Intel sees a future world blanketed by distributed networks of computer devices and multitudes of sensors generating a tsunami of data every second. The greater value will be in managing, processing, and analyzing all that data -- and less in the microprocessors. With upcoming constraints of Moore's Law, performance gains in computing will have to come from software rather than shrinking the chips.

Heart of Intel

This planned change at Intel is much more than a reorganization of departments or investments -- it hits at the cultural heart of Intel and its identity. Insiders report that Krzanich was the driving force for this transformation at Intel.

Read also: Why Intel's smallest spin qubit chip could be a turning point in quantum computing (TechRepublic)

Intel's board says that it remains committed to the same strategy. But without a leader, the company faces a potentially long delay in completing this important task.

Krzanich was appointed in 2013 -- in the wake of a leadership crisis caused by the sudden resignation of CEO Paul Otellini several years before his mandated retirement at 65. It took six months for the board to decide on his replacement.

Intel has been a leader in adopting high-integrity policies for workplace conduct and also company governance such as splitting the roles of CEO and chairman. This is the legacy of Andy Grove, the former CEO and chairman.

Silicon Valley dating

If Intel's policies were adopted by other large Silicon Valley companies, they would also be facing a leadership crisis.

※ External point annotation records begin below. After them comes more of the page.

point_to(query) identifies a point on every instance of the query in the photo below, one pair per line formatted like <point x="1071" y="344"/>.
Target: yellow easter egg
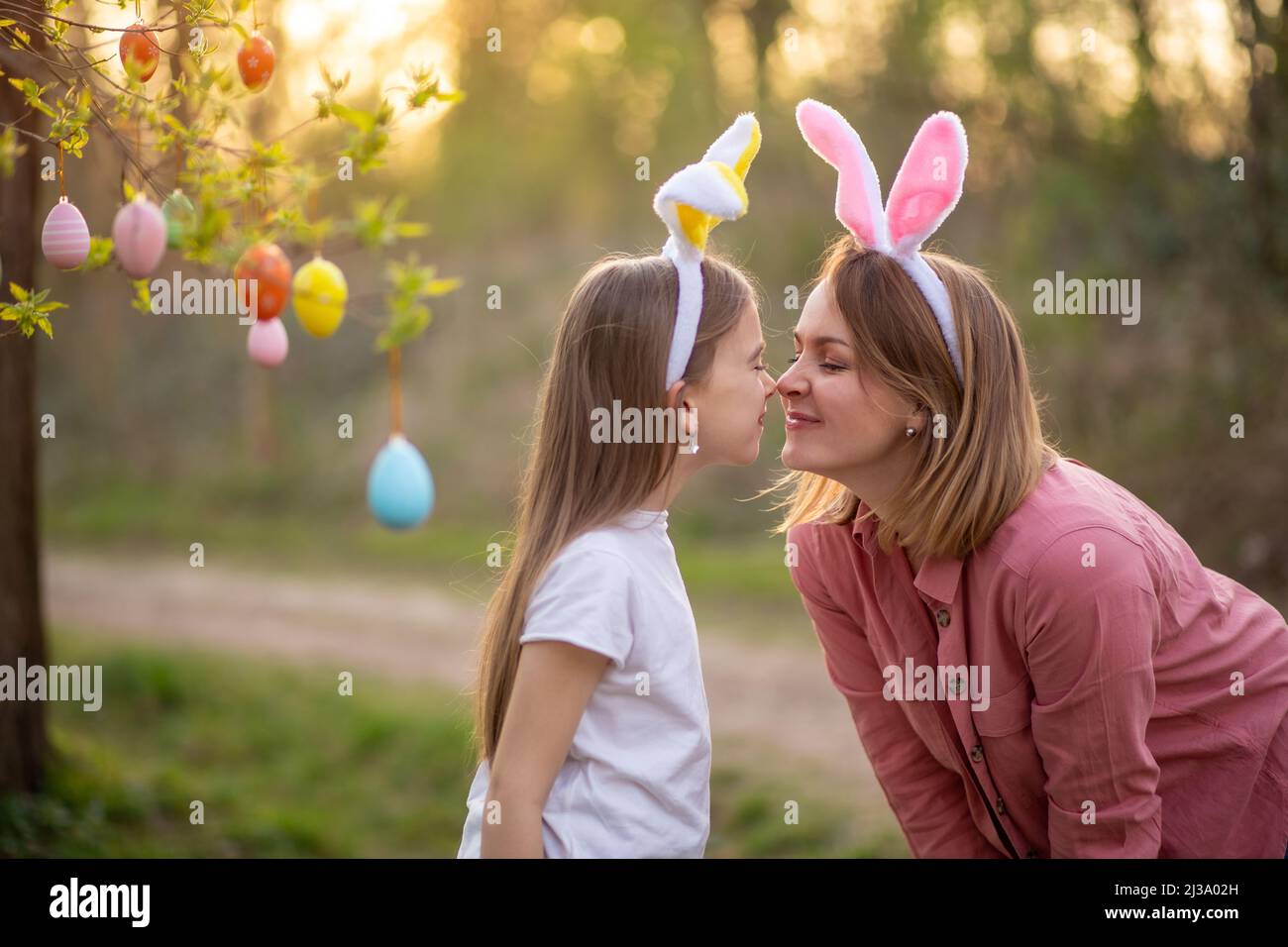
<point x="320" y="294"/>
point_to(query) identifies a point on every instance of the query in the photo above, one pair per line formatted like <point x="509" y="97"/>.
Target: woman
<point x="1035" y="663"/>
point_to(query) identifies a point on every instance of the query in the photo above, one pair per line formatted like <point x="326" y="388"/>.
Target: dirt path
<point x="772" y="705"/>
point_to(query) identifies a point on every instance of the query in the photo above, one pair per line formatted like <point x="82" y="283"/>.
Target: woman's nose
<point x="789" y="382"/>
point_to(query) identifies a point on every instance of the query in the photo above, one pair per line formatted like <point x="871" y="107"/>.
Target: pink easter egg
<point x="64" y="240"/>
<point x="138" y="235"/>
<point x="267" y="343"/>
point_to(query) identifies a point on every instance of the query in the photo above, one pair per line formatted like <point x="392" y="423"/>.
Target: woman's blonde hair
<point x="983" y="447"/>
<point x="610" y="346"/>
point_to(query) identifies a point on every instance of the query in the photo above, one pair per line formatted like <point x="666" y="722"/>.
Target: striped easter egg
<point x="138" y="236"/>
<point x="64" y="240"/>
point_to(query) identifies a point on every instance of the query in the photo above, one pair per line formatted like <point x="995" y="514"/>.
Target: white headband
<point x="691" y="204"/>
<point x="925" y="191"/>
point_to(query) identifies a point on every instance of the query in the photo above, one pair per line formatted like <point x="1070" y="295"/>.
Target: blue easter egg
<point x="399" y="487"/>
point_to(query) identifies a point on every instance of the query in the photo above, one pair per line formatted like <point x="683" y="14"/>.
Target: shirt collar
<point x="939" y="577"/>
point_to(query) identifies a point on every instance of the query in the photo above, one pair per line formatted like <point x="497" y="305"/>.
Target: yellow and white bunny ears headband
<point x="925" y="191"/>
<point x="691" y="204"/>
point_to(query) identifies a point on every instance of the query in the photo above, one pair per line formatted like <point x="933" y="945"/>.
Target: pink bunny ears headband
<point x="925" y="191"/>
<point x="691" y="204"/>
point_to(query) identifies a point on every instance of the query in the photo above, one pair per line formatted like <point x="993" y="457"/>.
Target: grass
<point x="284" y="767"/>
<point x="735" y="581"/>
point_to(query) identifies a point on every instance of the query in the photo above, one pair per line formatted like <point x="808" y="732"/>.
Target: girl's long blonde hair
<point x="992" y="450"/>
<point x="610" y="346"/>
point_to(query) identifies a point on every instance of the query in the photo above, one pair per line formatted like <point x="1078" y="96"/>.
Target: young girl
<point x="591" y="716"/>
<point x="1035" y="663"/>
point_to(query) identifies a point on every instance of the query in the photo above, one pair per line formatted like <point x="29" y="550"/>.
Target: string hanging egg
<point x="270" y="269"/>
<point x="399" y="486"/>
<point x="140" y="52"/>
<point x="256" y="60"/>
<point x="267" y="343"/>
<point x="320" y="294"/>
<point x="64" y="240"/>
<point x="138" y="236"/>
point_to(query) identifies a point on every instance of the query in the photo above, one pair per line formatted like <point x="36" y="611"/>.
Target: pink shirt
<point x="1136" y="706"/>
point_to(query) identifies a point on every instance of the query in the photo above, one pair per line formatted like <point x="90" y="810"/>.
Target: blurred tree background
<point x="1102" y="136"/>
<point x="1134" y="140"/>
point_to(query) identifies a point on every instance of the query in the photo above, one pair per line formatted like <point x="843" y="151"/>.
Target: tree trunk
<point x="22" y="723"/>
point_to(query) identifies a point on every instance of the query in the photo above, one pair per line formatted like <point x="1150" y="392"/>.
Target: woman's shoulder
<point x="1074" y="518"/>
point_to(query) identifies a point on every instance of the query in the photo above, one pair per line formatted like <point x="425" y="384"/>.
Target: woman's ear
<point x="673" y="394"/>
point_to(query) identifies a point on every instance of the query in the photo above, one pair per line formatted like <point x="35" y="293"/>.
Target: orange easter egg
<point x="256" y="62"/>
<point x="268" y="266"/>
<point x="140" y="52"/>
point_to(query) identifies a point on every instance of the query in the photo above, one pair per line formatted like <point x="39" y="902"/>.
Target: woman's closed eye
<point x="824" y="365"/>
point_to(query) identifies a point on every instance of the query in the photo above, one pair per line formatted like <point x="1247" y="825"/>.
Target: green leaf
<point x="441" y="287"/>
<point x="404" y="329"/>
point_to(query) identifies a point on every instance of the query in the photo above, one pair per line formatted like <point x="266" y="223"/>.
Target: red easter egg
<point x="268" y="266"/>
<point x="256" y="62"/>
<point x="140" y="52"/>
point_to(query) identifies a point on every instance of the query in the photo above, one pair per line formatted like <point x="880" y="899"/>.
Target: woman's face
<point x="840" y="419"/>
<point x="729" y="406"/>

Google CEO Larry Page dated Marissa Mayer -- later Yahoo's CEO -- in the early 2000s, reported Ken Auletta in his book, Googled. And Google's co-founder and president, Sergey Brin, left his family for the marketing manager of Google Glass -- a relationship that was reported by Vanity Fair to have angered Page, despite his own office romance.

Read also: Intel progresses toward diversity goal (CNET)

Google and Facebook have a very unusual policy on dating co-workers. It's OK to ask a fellow employee on a date -- but you can ask only once -- and an ambiguous reply is the same as a refusal.

There are many other Silicon Valley executives who have had consensual relationships with employees -- some leading to marriage -- that would have been banned under Intel's higher standards.